A concept of distributed replicated NoSQL data storages Cassandra-like, HBase, MongoDB has been proposed to effectively manage Big Data set whose volume, velocity and variability are difficult to deal with by using the traditional Relational Database Management Systems. Tradeoffs between consistency, availability, partition tolerance and latency is intrinsic to such systems. Although relations between these properties have been previously identified by the well-known CAP and PACELC theorems in qualitative terms, it is still necessary to quantify how different consistency settings, deployment patterns and other properties affect system performance.This experience report analysis performance of the Cassandra NoSQL database cluster and studies the tradeoff between data consistency guaranties and performance in distributed data storages. The primary focus is on investigating the quantitative interplay between Cassandra response time, throughput and its consistency settings considering different single- and multi-region deployment scenarios.

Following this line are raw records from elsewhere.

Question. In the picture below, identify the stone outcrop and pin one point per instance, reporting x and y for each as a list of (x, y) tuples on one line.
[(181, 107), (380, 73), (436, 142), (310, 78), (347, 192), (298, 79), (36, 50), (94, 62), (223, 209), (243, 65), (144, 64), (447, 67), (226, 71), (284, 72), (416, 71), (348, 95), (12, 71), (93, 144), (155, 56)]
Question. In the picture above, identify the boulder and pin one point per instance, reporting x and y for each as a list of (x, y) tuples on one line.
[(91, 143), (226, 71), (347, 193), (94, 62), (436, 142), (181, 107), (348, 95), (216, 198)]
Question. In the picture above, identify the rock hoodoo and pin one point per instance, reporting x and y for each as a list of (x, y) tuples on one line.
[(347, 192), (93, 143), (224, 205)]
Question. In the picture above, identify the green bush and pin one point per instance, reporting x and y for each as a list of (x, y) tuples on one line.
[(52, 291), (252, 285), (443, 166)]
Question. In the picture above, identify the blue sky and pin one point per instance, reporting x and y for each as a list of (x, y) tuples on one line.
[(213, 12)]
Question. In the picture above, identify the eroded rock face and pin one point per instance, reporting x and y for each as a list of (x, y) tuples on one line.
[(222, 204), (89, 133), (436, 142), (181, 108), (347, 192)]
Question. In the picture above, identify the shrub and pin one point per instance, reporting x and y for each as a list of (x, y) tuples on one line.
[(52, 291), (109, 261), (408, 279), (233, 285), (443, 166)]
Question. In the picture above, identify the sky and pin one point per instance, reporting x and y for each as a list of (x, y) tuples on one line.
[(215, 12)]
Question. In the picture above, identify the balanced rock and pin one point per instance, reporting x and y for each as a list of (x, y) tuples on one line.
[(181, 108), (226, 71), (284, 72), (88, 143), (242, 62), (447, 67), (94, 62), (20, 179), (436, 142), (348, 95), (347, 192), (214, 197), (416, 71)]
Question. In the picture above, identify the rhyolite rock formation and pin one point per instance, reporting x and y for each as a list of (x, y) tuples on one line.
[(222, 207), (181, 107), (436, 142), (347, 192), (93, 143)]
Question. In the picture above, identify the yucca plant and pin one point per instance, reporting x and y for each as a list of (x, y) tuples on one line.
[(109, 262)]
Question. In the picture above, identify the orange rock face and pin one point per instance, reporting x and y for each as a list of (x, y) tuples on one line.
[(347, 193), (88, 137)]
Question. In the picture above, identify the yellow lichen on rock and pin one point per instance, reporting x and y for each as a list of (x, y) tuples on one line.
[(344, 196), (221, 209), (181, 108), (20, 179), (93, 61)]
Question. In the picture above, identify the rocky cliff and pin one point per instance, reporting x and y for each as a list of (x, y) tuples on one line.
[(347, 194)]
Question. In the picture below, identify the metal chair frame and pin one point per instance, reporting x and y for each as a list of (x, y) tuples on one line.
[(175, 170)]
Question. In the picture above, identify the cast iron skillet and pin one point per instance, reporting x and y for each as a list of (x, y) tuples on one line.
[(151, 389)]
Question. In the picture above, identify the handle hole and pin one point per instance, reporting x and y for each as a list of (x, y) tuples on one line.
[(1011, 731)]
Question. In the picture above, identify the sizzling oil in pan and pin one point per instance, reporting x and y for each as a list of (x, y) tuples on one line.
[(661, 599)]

The study uses the YCSB benchmarking framework and reports the results of the read and write performance tests of the three-replicated Cassandra cluster deployed in the Amazon AWS. In this paper, we also put forward a notation which can be used to formally describe distributed deployment of Cassandra cluster and its nodes relative to each other and to a client application. We present quantitative results showing how different consistency settings and deployment patterns affect Cassandra performance under different workloads. In particular, our experiments show that strong consistency costs up to 22 % of performance in case of the centralized Cassandra cluster deployment and can cause a 600 % increase in the read/write requests if Cassandra replicas and its clients are globally distributed across different AWS Regions.